Una fría correa se le ciñó al cuello y lo asfixió. Se sintió arrastrado hacia atrás, mientras el cuero se le clavaba en la piel y le oprimía la nuez. La pistola se le cayó en la nieve. Cuando quiso respirar, sus pulmones no hallaron aire y su cuerpo fue presa del pánico. Se agarró el cuello, tratando de meter los dedos por debajo del borde del cinturón, pero Brandt lo tenía bien cogido. Se hizo sangre con las uñas en su propia garganta. Parte de su mente sentía indiferencia, como alguien que fuera espectador en su propio funeral, y no notaba ningún dolor. Le pareció raro. Ningún dolor.
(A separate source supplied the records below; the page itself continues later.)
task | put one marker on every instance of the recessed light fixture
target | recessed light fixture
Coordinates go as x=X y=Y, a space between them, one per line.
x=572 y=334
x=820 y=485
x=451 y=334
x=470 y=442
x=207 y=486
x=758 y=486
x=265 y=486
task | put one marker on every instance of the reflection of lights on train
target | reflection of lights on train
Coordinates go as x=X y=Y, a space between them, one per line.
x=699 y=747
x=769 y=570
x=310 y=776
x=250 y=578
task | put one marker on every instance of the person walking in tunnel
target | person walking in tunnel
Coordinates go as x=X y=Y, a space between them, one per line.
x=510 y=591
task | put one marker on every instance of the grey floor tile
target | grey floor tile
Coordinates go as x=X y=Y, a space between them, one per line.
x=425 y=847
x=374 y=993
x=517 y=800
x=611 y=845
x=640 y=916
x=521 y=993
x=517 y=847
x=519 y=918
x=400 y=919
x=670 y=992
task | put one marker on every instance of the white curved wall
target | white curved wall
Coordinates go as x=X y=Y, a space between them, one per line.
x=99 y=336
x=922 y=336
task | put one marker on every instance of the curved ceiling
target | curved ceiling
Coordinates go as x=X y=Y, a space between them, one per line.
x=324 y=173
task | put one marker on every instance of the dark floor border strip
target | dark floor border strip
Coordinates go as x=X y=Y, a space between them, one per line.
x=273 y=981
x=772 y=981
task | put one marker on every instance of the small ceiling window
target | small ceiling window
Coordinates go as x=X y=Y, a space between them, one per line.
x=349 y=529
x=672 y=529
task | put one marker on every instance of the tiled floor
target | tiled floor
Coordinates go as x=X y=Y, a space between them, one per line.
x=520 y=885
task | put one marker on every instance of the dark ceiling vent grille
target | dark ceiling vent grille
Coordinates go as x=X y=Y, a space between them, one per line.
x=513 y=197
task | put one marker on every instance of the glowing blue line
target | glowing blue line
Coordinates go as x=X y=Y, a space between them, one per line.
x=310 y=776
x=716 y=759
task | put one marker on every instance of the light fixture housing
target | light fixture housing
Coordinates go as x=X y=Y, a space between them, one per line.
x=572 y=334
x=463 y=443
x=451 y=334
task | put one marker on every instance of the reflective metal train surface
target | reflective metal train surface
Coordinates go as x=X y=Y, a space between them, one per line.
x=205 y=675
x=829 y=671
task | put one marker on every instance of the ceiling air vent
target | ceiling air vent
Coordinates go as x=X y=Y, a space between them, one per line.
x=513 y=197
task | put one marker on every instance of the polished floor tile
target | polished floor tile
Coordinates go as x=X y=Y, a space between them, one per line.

Sus pies encontraron un trozo de suelo sólido y se impulsó hacia atrás, impactando contra el pecho de Brandt y haciendo que ambos perdieran el equilibrio. Aterrizaron pesadamente, un cuerpo encima del otro. Sintió que la presión en su cuello aflojaba cuando la muñeca de Brandt perdió firmeza. Al respirar, el pecho se le hinchó, y él cogió el cinturón y se lo arrancó, lanzándolo por los aires. Brandt maldijo y se lo quitó de encima con un violento empujón. Se puso en pie, pero Stride le inmovilizó el tobillo cuando ya emprendía la carrera y le hizo caer de cara.
Brandt era rápido. Stride quiso sacar los puños y coger la mano derecha de Brandt al mismo tiempo, pero antes de que pudiera hacer alguna de las dos cosas, éste giró y le golpeó de costado. La fuerza del golpe dejó mareado a Stride, que se aferró con el puño al abrigo de Brandt y lo sostuvo mientras éste se daba impulso de rodillas.
Un destello de luz los cegó y ensordeció a ambos. Cerca, demasiado cerca, una bala levantó una nube de húmeda nieve. Tanto Brandt como Stride se agacharon y pusieron cuerpo a tierra. Cuando Stride miró hacia atrás vio a Kathy Lassiter, de pie y tambaleándose, sosteniendo su pistola con manos inseguras. Mientras observaba horrorizado el balanceo del cañón del arma, abrió fuego otra vez; la onda sonora le rasgó los oídos, y pudo sentir el calor de la bala al pasarle como un rayo por delante del pecho para ir a dar contra la pata metálica de un banco de picnic. Un par de centímetros más y le hubiera perforado el ojo.
—¡No dispare! —le gritó.
Pensó que estaba apuntando a Brandt, pero se dio cuenta de que quizá los estuviera apuntando a los dos.
La mujer volvió a disparar. Esta vez no apuntó a nada, sólo al aire. Se tambaleó un poco, cerró los ojos y el arma se le cayó de las manos. Se desplomó de rodillas y luego de bruces. La herida en su cabeza sangraba profusamente.
Brandt se levantó, corriendo y resbalando en el lodo. Stride saltó a por él, pero se le escapó y acabó con un puñado de fría nieve en la boca. La escupió y fue a su caza, pero Brandt contaba con diez metros y diez años de ventaja, y vio cómo aumentaba la distancia entre ellos. Brandt se metió entre los árboles colina abajo, ganando velocidad. Ahora, las sirenas sonaban muy cerca, y Stride vio las luces de dos coches patrulla que se aproximaban a través de la apretada nieve en el camino de acceso, con dirección a la torre. Brandt, al verlas, viró en su carrera hacia el otro extremo de la ladera, lejos de los coches aparcados abajo. Los árboles eran más densos. Stride mantenía los brazos delante de él para detener las ramas que le rascaban la piel, y procuró no perder de vista a Brandt.
Cuando éste irrumpió desde el bosque a un sendero angosto y aceleró, Stride pensó que le había perdido, pero de pronto vio que Brandt salía despedido, daba volteretas e iba a dar con sus huesos al suelo. Stride divisó la roca helada que había hecho tropezar a Brandt y la sorteó sin problemas; al cabo de un segundo ganó terreno y se lanzó sobre su adversario, que forcejeaba para ponerse en pie. Stride propinó un sólido puñetazo en la espalda de Brandt, que cedió al golpe y separó las extremidades. Con la base de la mano, Stride golpeó a Brandt en el cráneo, más fuerte de lo necesario, y luego buscó sus manos húmedas y le sostuvo las muñecas con los puños. Se sacó el cinturón y le sujetó también los tobillos.
Stride agarró a Brandt del hombro y, al darle la vuelta, vio su cara retorcida como una máscara, tan contraída por la rabia que era casi irreconocible. Stride se dio cuenta de que, en ese caso, todos llevaban máscaras.